Jan 15, 2016 (publication date) through Apr 24, 2024

Times Cited of This Article

Times Cited (27)

Journal Information of This Article

Publication Name

World Journal of Gastrointestinal Oncology

ISSN

1948-5204

Publisher of This Article

Baishideng Publishing Group Inc, 7041 Koll Center Parkway, Suite 160, Pleasanton, CA 94566, USA

Review

World J Gastrointest Oncol. Jan 15, 2016; 8(1): 55-66
Published online Jan 15, 2016. doi: 10.4251/wjgo.v8.i1.55

State of the art biological therapies in pancreatic cancer

Mariacristina Di Marco, Elisa Grassi, Sandra Durante, Silvia Vecchiarelli, Andrea Palloni, Marina Macchini, Riccardo Casadei, Claudio Ricci, Riccardo Panzacchi, Donatella Santini, Guido Biasco

Mariacristina Di Marco, Elisa Grassi, Sandra Durante, Silvia Vecchiarelli, Andrea Palloni, Marina Macchini, Guido Biasco, Department of Experimental, Diagnostic and Specialty Medicine, University of Bologna, Sant’Orsola-Malpighi Hospital, 40138 Bologna, Italy

Riccardo Casadei, Claudio Ricci, Department of Medical and Surgical Sciences, University of Bologna, Sant’Orsola-Malpighi Hospital, 40138 Bologna, Italy

Riccardo Panzacchi, Donatella Santini, Pathology Unit, Sant’Orsola-Malpighi Hospital, 40138 Bologna, Italy

Author contributions: Each author contributed to this paper.

Conflict-of-interest statement: The authors declare no conflict of interest.

Open-Access: This article is an open-access article which was selected byan in-house editor and fully peer-reviewed by external reviewers. It is distributed in accordance with the Creative Commons Attribution Non Commercial (CC BY-NC 4.0) license, which permits others to distribute, remix, adapt, build upon this work non-commercially, and license their derivative works on different terms, provided the original work is properly cited and the use is non-commercial. See: http://creativecommons.org/licenses/by-nc/4.0/

Correspondence to: Elisa Grassi, MD, Department of Experimental, Diagnostic and Specialty Medicine, University of Bologna, Sant’Orsola-Malpighi Hospital, Massarenti Street 11, 40138 Bologna, Italy. elisa.grax@gmail.com

Telephone: +39-051-2143812 Fax: +39-051-6364037

Received: May 28, 2015
Peer-review started: May 30, 2015
First decision: July 18, 2015
Revised: August 18, 2015
Accepted: November 17, 2015
Article in press: November 25, 2015
Published online: January 15, 2016

Abstract

Pancreatic ductal adenocarcinoma (PDAC) is one of the most lethal malignancies with a five-year survival rate of approximately 5%. Several target agents have been tested in PDAC, but almost all have failed to demonstrate efficacy in late phase clinical trials, despite the better understanding of PDAC molecular biology generated by large cancer sequencing initiatives in the past decade.
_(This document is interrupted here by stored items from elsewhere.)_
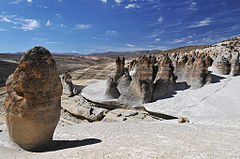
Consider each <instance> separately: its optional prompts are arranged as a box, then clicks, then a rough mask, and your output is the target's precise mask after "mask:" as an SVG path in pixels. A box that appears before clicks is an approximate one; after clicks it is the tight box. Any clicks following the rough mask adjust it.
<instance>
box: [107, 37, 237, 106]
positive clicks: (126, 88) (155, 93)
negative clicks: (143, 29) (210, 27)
mask: <svg viewBox="0 0 240 159" xmlns="http://www.w3.org/2000/svg"><path fill="white" fill-rule="evenodd" d="M233 41H234V42H233ZM233 41H231V40H229V41H225V42H222V43H220V44H216V45H214V46H209V47H206V48H204V49H202V50H200V49H196V50H192V51H189V52H185V53H182V52H174V53H162V54H160V55H157V56H146V55H144V56H141V57H139V58H137V59H133V60H132V61H131V62H130V63H129V66H128V68H125V66H124V64H125V59H124V58H119V57H117V59H116V68H117V71H116V73H115V75H114V76H113V77H111V78H109V80H108V82H107V89H106V93H105V95H106V96H108V97H111V98H112V99H117V101H118V102H119V103H120V104H122V105H128V106H141V104H143V103H149V102H152V101H155V100H158V99H160V98H162V97H165V96H166V95H169V94H172V93H174V92H175V90H176V89H178V90H183V89H187V88H189V87H191V89H197V88H200V87H203V86H204V85H205V84H207V83H210V82H213V81H215V80H212V78H213V77H215V76H213V75H212V74H211V73H212V72H211V71H209V70H211V69H210V68H209V67H212V70H213V73H218V74H220V75H221V74H223V75H229V74H230V75H233V76H235V75H239V74H240V65H239V51H238V50H239V48H240V42H239V41H240V37H237V38H233ZM228 45H230V46H231V47H228ZM208 69H209V70H208Z"/></svg>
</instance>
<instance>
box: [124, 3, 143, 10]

Eroltinib (a small-molecule tyrosine-kinase inhibitor of epidermal growth factor receptor) plus gemcitabine is the only schedule with a biological agent approved for advanced pancreatic cancer, but it has resulted in a very modest survival benefit in unselected patients. In our work, we report a summary of the main clinical trials (closed and ongoing) that refer to biological therapy evaluation in pancreatic cancer treatment.
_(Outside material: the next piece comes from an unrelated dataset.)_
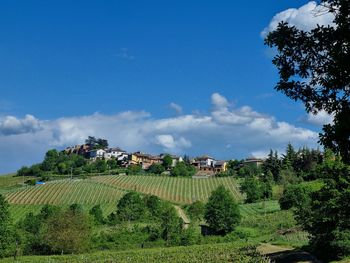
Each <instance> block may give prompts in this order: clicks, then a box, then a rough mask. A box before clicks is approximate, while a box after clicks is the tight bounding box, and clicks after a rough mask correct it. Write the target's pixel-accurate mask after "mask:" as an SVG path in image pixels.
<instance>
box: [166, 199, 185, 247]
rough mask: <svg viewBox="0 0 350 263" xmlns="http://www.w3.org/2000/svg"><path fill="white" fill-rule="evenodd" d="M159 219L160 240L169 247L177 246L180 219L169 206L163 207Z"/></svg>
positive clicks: (169, 206) (175, 213)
Keywords: Pancreatic cancer, Molecular characterization, Targeted therapy, Epidermal growth factor receptor inhibitors, Embryonic pathway inhibitors, Antiangiogenic therapies

Core tip: Our study aims to give an overview of the progress made in molecular targeted therapy for pancreatic cancer in recent years and the current status of clinical trials in the field. Pancreatic ductal adenocarcinoma (PDAC) is one of the most lethal malignancies with a five-year survival rate of approximately 5%. Several target agents have been tested in PDAC but almost all have failed to demonstrate efficacy in late phase clinical trials, even with a better understanding of PDAC molecular biology generated by large cancer sequencing initiatives in the past decade. Eroltinib (small-molecule tyrosine-kinase inhibitor of epidermal growth factor receptor) plus gemcitabine is actually the only schedule with a biological agent approved for advanced pancreatic cancer, but it resulted in a very modest survival benefit in unselected patients. In our work, we reported a summary of the main clinical trials (close and ongoing) that refer to biological therapy evaluation in pancreatic cancer treatment.